When it comes to network performance, one factor that consistently comes up for both consumers and businesses is speed. Everyone wants faster connections and better performance. Internet service providers are often eager to swoop in and offer higher bandwidth as a self-evident cure for every problem. After all, more bandwidth obviously translates to more speed, right?
Well...not necessarily. Network speed is impacted by a series of factors in addition to bandwidth. Throughput and latency often play just as much, if not more, of a role in performance. Here’s what everyone needs to know about bandwidth vs latency.
Although people often equate bandwidth with network speed, the term doesn’t actually relate to speed directly. Bandwidth is a measure of how much data can be transferred over a communication band over a fixed period of time (usually one second). As the name suggests, it describes the “width” of the communication “band.” The earliest measurements were expressed in bits per second (bps), but modern networks have a much greater capacity. These connections are measured in megabits (Mbps) or even gigabits per second (Gps).
Part of the confusion over network speed comes from the similarity between a bit, which is used to measure data transfer speed, and a byte, which is used to measure data storage. Bits are abbreviated with a lower case “b” while bytes are abbreviated with an upper case “B.” There are eight bits contained in every byte. A network connection with a bandwidth of 20 Mbps, then, will not be able to download a 20 MB file in one second. It will take eight seconds because the 20 megabyte file contains 160 megabits.
Bandwidth is often confused with two other key data transfer terms: monthly data transfer and throughput. Monthly data transfer refers to the amount of data that travels through a network over the course of a month. A useful example for demonstrating this relationship is a length of water pipe. Bandwidth is analogous to the width of the actual pipe because it determines how much water can pass through it at one time. The monthly data transfer would refer to the amount of water poured through the pipe.
Throughput, on the other hand, measures how much data can be processed by a computer system in a network. If a device has a low throughput, no amount of bandwidth will be able to help it send and receive data any faster. This is the reason why some consumers become frustrated when their high bandwidth connections don’t deliver better performance. The problem isn’t with their network connection, but rather with hardware that lacks the processing power to take advantage of it.
While bandwidth can certainly impact network speed, when most people complain about lag or buffering, they’re often talking about problems associated with latency. When a data packet is sent one location to another, it still needs to physically travel the distance over cables or some form of wireless frequency. Even the fastest fiber-optic cables, however, data is still limited by the laws of physics and will never be able to exceed the speed of light. That means there will always be an upper limit to how fast data can move through a network even under ideal conditions. And conditions are rarely ideal. While the bulk of the transmission may utilize fast network infrastructure, traversing the “last mile” before reaching either end of the connection often involves a hodge-podge of slower connections that reduce speed significantly.
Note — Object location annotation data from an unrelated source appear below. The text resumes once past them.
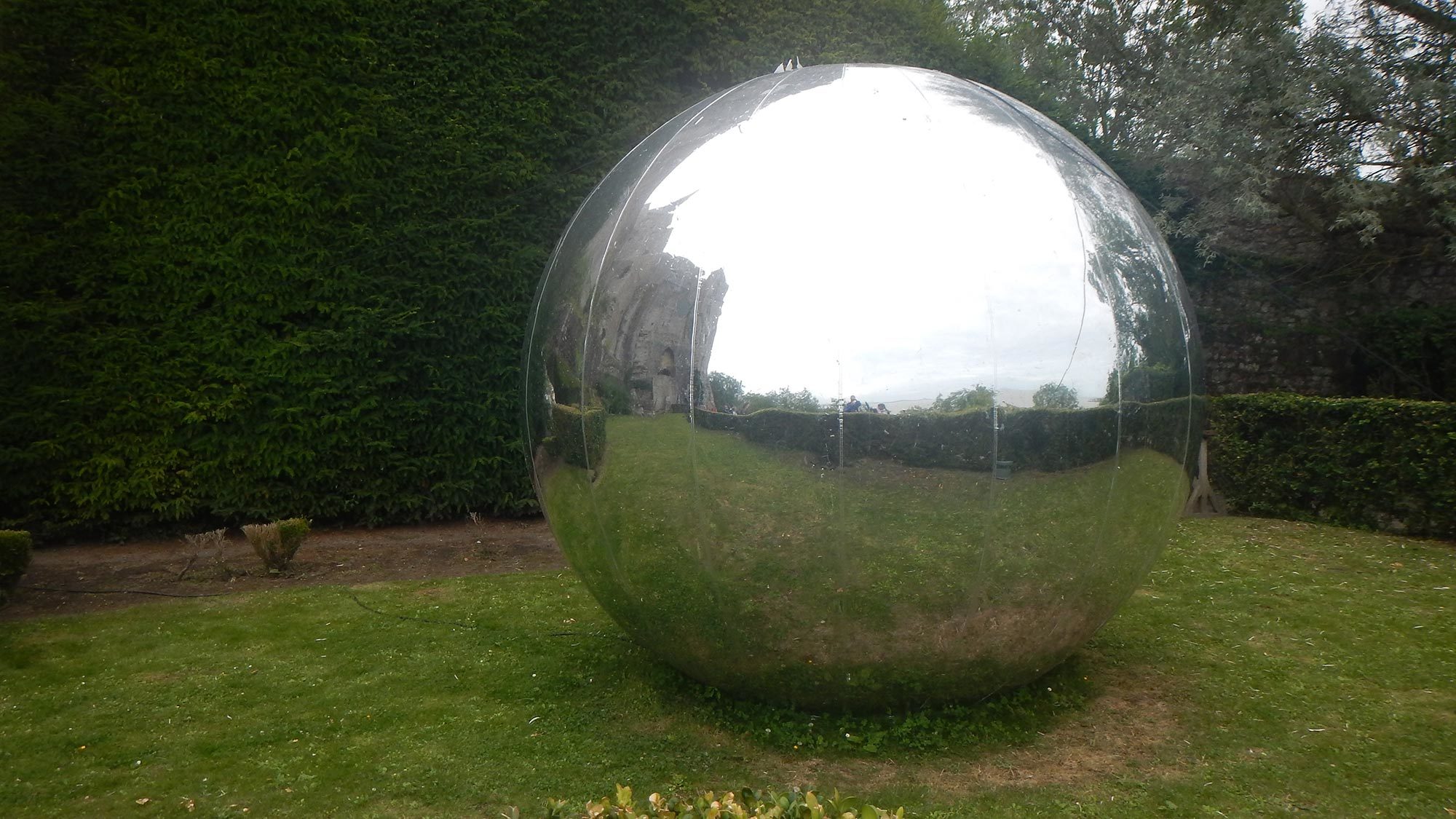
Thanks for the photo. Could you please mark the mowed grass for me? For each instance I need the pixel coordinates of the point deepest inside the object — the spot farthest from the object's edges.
(1266, 668)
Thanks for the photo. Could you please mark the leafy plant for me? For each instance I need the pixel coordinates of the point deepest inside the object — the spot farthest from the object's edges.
(277, 542)
(1369, 462)
(15, 558)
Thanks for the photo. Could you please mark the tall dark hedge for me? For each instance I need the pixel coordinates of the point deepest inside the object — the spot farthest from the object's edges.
(1371, 462)
(273, 258)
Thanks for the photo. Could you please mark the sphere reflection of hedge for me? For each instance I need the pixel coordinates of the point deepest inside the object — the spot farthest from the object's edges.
(879, 226)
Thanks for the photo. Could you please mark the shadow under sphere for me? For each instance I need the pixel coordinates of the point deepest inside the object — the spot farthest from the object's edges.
(861, 387)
Latency measures the lag between the moment a data packet is sent and the moment it is received and processed. In the early days of internet connections, latency was rarely an issue because bandwidth limitations masked how slowly data traveled through networks. The delay between a request being sent was generally much smaller than the amount of data that could move through the connections, so latency was all but invisible. As higher bandwidth connections have greatly increased download speeds, however, latency is much more noticeable. For example, an image may only take 5 milliseconds to download, but latency may cause users to wait 100 milliseconds before they receive the first byte of data from their download request.
Edge computing framework offers a unique solution to the challenges presented by latency and can help companies maximize the investments they’ve made in increasing their network bandwidth. By using a combination of Internet of Things (IoT) devices and edge data centers geographically positioned in key emerging markets, companies can push more of their processing load to the edge of their network where their end users are located and also offer direct connections within a data center environment. While IoT devices can process a great deal of data locally, edge data centers can service more demanding processing needs without having to pass data on to larger hyperscale facilities located far away. This will greatly reduce latency by minimizing how far data has to travel. When implemented in conjunction with a high bandwidth network, edge computing architecture has the potential to greatly improve performance and help companies to provide much better services to their customers.
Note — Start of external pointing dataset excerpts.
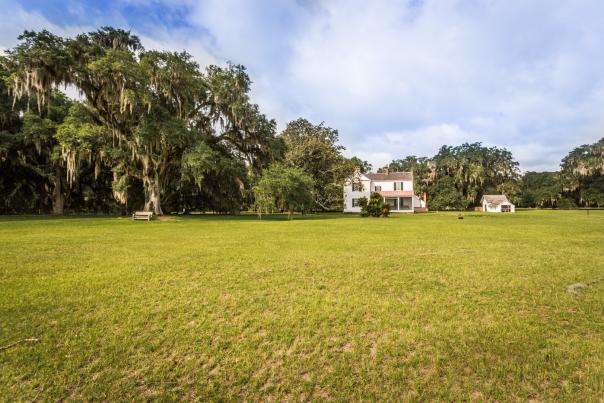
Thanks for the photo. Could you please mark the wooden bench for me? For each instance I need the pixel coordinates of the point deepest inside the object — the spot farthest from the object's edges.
(142, 215)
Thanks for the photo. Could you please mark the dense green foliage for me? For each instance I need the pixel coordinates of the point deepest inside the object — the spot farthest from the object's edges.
(315, 149)
(283, 188)
(212, 308)
(150, 120)
(457, 177)
(153, 131)
(374, 206)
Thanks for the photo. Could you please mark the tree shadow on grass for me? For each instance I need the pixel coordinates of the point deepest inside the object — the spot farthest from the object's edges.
(187, 217)
(266, 217)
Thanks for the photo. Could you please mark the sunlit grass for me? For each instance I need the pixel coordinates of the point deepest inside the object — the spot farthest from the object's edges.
(336, 307)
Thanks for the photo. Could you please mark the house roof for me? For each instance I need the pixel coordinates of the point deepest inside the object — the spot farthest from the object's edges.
(391, 176)
(394, 193)
(495, 200)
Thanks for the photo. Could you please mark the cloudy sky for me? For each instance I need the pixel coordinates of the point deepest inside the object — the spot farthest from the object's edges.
(395, 78)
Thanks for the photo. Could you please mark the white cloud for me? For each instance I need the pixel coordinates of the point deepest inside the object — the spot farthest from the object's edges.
(403, 78)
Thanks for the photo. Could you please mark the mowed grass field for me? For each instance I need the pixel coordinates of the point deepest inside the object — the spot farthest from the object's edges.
(325, 307)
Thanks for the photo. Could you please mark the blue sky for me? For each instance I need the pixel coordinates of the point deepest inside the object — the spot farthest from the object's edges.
(395, 78)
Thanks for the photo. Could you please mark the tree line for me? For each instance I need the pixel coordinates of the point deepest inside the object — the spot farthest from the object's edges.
(457, 177)
(154, 131)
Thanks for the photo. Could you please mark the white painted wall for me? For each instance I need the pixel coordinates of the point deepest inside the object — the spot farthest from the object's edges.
(496, 209)
(369, 187)
(389, 185)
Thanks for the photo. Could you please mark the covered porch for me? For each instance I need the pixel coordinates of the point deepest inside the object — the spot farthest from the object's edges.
(399, 200)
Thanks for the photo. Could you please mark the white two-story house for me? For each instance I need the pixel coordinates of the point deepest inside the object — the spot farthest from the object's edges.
(396, 189)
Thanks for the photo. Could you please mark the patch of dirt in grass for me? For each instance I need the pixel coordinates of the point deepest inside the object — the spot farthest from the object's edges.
(373, 350)
(578, 288)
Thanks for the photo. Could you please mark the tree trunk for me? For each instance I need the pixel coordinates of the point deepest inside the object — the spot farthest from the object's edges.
(153, 197)
(58, 201)
(151, 183)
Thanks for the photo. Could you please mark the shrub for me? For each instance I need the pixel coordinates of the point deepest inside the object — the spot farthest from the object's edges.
(363, 202)
(375, 208)
(385, 209)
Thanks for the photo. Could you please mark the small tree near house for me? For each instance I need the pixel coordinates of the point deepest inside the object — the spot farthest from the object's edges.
(284, 188)
(374, 206)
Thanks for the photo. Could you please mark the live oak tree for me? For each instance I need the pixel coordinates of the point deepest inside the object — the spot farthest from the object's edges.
(582, 174)
(458, 176)
(284, 188)
(315, 149)
(155, 106)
Bandwidth may not be the primary determinant of speed for many customers, but it’s important to understand how it impacts network performance along with factors like latency and throughput. The relationship may not be direct, but their interaction has an important influence on speed. If a network is plagued by high latency connections, no amount of bandwidth is going to help it transfer data. Similarly, driving down latency with edge computing deployments may not deliver improved performance if bandwidth and throughput remain low. By working to improve all of these factors, companies can deliver better, faster services to their customers.